Chart of the Week: Growth in Real Average Income for the Bottom 90%

New York Times: “Employees are literally losing sleep as restaurants, retailers and many other businesses shrink the intervals between shifts and rely on smaller, leaner staffs to shave costs. These scheduling practices can take a toll on employees who have to squeeze commuting, family duties and sleep into fewer hours between shifts.”

New York Times: “The average hourly wage of all private-sector workers is still a meager 22 cents — or 0.9 percent — higher than it was in January 2009, adjusted for inflation … but the main reason for the increase is not a rise in wages but a fall in inflation — the sharp drop in oil prices, which has caused inflation to drop to virtually zero. Nominal wages themselves, the numbers that workers see in their paychecks, have accelerated only slightly.”

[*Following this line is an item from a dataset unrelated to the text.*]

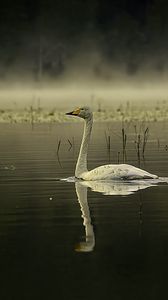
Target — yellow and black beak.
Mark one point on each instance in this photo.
(75, 112)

Atlanta Fed: “None of the characteristic-specific median growth rates we looked at are close to returning to prerecession levels. Lower-than-normal wage growth appears to be a very widespread feature of the labor market since the end of the recession.”

Economic Policy Institute: “This week was a milestone for [Outsourcer-and-Chief and tax dodger] Apple. As its stock continues to rise, its market cap exceeded $700 billion—the largest valuation ever achieved by any U.S. company … [but] … The failure of Apple to respond to the consistent criticisms that we and others have advanced is one more indication that the milestone achieved by Apple this week, as the company with the highest market valuation ever, contrasts sharply with the harsh, and often illegal, working conditions and low pay still commonly faced by workers in its supply chain.”

Economic Policy Institute: “One of the president’s core, frequently repeated arguments for these trade and investment deals [like TPP] is that ‘our businesses export more than ever, and exporters tend to pay their workers higher wages.’ But that’s less than half the story. Trade is a two-way street, and talking about exports without considering imports is like keeping score in a baseball game by counting only the runs scored by the home team. It might make you feel good, but it won’t tell you who’s winning the game. Sadly, when it comes to trade and wages, trade is driving down the average wages of American workers because the United States runs large trade deficits with the world as a whole, including many countries in Asia and Europe—the regions targeted in current trade negotiations.”